You can use the commands below to review more of the nitty gritty Git details of your fork and clone setup:

  • Command line Git in a shell:
    • git remote -v
    • git remote show origin (or upstream)
    • git branch -vv
  • In R:
    • usethis::git_remotes()
    • usethis::git_sitrep()

In the shell, git remote -v should reveal that your remotes are configured like so:

origin    https://github.com/YOU/REPO.git (fetch)
origin    https://github.com/YOU/REPO.git (push)
upstream  https://github.com/OWNER/REPO.git (fetch)
upstream  https://github.com/OWNER/REPO.git (push)

Comparable info is available In R with usethis::git_remotes():

#> $origin
#> [1] "https://github.com/YOU/REPO.git"
#> $upstream
#> [1] "https://github.com/OWNER/repo.git"

In the shell, with the default branch checked out, git branch -vv should reveal that upstream/main is the upstream tracking branch:

~/some/repo/ % git branch -vv                   
* main 2739987 [upstream/main] Some commit message

All of this info about remotes and branches is also included in the rich information reported with usethis::git_sitrep().

31.4 Don’t mess with main

Here is some parting advice for how to work in a fork and clone and situation.
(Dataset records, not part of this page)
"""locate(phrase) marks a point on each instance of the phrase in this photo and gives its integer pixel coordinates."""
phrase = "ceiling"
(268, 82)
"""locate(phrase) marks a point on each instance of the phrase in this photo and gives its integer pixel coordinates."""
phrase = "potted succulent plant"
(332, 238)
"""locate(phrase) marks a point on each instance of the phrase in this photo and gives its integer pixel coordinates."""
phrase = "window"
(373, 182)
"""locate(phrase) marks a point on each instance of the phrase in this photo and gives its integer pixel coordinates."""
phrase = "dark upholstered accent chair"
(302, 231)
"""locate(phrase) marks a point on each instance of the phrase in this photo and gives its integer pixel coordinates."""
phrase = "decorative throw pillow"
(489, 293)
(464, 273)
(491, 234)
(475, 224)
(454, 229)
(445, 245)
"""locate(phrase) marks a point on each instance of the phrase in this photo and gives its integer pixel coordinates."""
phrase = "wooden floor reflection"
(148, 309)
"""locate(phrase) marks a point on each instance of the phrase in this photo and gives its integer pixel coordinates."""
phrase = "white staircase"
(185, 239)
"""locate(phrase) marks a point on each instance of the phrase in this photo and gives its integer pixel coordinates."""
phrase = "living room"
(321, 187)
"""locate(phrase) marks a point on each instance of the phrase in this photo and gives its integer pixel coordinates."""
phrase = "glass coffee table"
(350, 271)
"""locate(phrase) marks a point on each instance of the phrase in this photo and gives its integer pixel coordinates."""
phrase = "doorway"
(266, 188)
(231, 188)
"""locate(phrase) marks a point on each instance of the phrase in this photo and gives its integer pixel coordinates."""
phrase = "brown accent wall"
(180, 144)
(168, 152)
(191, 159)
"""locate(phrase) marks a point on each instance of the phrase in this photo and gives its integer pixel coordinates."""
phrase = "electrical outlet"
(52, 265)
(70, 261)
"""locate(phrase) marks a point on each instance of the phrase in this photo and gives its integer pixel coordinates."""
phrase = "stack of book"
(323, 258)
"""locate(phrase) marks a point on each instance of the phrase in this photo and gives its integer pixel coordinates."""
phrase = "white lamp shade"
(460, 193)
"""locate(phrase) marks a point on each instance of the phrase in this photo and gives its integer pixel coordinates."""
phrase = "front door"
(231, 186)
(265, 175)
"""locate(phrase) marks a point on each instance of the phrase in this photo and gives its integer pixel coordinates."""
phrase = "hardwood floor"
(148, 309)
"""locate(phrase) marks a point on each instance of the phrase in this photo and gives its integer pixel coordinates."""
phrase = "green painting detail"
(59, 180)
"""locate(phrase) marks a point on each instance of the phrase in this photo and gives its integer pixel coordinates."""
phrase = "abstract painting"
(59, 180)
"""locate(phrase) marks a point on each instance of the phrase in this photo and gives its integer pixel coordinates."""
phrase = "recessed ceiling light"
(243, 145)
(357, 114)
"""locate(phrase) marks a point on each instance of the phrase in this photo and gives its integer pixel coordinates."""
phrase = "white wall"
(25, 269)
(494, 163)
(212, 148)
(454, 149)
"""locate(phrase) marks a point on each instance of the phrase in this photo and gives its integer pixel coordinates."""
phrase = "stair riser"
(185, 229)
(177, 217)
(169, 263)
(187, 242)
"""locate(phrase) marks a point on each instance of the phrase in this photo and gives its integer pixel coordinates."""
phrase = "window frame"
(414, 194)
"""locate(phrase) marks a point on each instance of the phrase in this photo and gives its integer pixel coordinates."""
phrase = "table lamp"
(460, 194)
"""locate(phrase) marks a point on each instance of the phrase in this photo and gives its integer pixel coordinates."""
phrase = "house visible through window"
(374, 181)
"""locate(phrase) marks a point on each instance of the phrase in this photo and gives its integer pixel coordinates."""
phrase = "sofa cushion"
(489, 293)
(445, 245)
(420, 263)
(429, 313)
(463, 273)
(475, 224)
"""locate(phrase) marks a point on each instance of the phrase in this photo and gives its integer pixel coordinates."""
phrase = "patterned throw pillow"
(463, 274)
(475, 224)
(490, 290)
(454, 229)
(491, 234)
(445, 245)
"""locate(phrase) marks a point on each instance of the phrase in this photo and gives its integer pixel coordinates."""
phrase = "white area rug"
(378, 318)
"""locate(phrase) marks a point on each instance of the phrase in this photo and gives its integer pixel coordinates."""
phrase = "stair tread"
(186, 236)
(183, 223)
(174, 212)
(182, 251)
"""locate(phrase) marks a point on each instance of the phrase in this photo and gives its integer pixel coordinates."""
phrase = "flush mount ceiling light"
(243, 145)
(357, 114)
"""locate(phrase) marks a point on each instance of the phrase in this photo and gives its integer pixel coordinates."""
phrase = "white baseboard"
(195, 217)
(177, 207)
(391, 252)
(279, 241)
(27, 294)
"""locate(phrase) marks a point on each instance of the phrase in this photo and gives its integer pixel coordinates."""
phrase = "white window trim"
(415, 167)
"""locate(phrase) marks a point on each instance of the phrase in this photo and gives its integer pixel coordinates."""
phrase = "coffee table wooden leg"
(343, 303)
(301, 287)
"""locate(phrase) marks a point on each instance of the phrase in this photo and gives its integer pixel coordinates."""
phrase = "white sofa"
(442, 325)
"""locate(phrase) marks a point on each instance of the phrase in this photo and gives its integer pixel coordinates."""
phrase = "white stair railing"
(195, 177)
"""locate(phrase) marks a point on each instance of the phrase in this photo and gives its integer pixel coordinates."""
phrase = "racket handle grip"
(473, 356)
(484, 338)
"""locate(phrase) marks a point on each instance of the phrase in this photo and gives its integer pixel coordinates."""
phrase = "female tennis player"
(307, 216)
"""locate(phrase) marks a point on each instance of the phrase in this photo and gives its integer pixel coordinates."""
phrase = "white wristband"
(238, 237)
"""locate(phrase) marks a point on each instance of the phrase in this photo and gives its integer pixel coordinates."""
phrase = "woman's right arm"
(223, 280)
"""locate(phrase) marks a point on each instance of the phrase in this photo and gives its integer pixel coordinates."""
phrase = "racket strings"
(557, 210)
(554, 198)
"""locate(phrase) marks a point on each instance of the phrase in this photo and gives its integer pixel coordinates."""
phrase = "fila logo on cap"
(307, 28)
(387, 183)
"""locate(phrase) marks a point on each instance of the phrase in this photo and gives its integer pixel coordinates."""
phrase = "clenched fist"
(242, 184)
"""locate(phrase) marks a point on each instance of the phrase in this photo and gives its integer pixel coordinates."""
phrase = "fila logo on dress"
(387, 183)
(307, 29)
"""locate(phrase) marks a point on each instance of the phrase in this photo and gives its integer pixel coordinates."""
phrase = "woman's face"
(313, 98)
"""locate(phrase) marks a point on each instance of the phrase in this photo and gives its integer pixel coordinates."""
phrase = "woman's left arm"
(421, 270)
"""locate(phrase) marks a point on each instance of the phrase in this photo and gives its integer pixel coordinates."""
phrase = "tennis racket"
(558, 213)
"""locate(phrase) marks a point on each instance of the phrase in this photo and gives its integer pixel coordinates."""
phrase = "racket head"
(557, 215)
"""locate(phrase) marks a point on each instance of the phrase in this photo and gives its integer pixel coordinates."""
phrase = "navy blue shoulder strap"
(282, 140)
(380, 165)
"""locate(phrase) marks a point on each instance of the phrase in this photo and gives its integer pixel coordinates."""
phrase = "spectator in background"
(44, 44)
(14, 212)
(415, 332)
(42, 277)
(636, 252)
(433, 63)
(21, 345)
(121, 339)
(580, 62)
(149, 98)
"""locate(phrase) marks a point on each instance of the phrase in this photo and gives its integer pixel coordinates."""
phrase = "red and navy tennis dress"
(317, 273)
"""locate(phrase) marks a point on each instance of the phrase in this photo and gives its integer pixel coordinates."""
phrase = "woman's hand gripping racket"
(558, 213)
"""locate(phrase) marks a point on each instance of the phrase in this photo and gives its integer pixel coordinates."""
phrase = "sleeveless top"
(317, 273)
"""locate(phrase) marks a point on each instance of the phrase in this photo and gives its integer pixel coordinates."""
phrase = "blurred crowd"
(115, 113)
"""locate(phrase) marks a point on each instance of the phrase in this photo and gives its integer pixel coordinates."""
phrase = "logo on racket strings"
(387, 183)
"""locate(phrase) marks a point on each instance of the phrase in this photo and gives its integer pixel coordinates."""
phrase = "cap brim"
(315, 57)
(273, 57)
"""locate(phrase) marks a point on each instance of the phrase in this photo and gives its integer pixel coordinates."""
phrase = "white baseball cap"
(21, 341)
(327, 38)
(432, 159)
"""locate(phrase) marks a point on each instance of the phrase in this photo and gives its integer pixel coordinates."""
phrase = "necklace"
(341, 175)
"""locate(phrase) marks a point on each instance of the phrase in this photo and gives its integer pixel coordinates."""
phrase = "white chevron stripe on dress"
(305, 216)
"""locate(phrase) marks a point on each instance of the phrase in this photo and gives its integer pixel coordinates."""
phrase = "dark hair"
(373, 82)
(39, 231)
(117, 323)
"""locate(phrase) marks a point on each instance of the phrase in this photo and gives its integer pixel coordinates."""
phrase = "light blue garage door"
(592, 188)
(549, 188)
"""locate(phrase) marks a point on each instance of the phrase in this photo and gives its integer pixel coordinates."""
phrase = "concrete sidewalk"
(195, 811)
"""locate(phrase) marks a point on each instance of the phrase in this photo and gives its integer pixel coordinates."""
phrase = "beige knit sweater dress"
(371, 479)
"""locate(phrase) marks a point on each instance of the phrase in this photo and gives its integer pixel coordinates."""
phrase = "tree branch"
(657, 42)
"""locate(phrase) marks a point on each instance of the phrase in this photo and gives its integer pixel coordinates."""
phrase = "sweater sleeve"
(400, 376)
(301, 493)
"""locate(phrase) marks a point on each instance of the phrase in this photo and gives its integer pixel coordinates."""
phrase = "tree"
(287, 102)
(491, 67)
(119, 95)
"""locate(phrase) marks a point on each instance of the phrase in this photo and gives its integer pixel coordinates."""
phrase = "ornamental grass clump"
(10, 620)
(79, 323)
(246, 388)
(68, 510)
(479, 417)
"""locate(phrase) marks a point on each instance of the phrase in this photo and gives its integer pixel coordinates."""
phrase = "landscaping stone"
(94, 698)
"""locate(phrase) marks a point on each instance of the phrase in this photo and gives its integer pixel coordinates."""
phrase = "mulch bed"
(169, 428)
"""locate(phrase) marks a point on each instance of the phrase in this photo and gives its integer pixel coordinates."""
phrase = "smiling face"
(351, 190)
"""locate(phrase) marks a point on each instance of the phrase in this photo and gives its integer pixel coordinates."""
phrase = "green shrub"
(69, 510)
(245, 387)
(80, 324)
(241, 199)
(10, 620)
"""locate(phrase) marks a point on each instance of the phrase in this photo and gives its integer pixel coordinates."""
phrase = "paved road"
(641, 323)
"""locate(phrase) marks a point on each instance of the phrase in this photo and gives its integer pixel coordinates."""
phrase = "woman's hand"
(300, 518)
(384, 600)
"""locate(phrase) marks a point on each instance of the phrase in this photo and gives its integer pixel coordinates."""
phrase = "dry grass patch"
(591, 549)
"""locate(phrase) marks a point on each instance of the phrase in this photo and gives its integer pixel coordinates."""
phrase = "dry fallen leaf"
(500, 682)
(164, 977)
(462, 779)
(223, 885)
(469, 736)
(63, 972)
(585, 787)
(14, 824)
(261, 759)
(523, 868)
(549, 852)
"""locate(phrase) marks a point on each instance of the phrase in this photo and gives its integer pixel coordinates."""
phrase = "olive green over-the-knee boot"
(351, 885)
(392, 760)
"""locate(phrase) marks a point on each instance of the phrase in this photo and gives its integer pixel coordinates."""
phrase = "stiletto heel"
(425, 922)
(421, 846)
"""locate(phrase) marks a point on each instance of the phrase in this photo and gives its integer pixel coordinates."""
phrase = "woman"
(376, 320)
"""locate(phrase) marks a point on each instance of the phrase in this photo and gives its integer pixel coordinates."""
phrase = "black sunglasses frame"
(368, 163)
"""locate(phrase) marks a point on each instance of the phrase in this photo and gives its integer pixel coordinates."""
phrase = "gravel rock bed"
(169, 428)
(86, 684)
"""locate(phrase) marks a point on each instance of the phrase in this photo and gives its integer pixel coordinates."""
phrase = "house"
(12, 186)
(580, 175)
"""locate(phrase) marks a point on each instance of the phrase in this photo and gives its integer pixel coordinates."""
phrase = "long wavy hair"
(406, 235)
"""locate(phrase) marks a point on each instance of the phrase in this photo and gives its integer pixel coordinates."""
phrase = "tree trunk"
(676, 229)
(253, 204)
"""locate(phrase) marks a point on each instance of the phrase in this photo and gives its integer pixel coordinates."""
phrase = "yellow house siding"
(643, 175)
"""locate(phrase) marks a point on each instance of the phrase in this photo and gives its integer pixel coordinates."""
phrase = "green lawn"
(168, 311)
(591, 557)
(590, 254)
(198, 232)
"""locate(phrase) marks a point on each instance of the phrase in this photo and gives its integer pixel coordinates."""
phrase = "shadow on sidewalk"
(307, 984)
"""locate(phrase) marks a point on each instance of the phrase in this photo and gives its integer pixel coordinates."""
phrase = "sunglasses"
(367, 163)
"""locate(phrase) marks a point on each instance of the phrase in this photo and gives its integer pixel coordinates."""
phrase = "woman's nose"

If you make any commits in your local repository, I strongly recommend that you work in a new branch, not main (or whatever the default branch is called).

I strongly recommend that you do not make commits to main of a repo you have forked. If you commit to main in a repo you don’t own, it creates a divergence between that branch’s history in the source repo and in your repo. Nothing but pain will come from this. (If you’ve already done this, we discuss how to fix the situation in Um, what if I did touch main?.)

When you treat main as read-only, it makes life much easier when you want to pull upstream work into your copy. The OWNER of REPO will also be happier to receive your pull request from a non-main branch.

For more detail, this Q&A on Stack Overflow is helpful: Why is it bad practice to commit to your fork’s master branch?.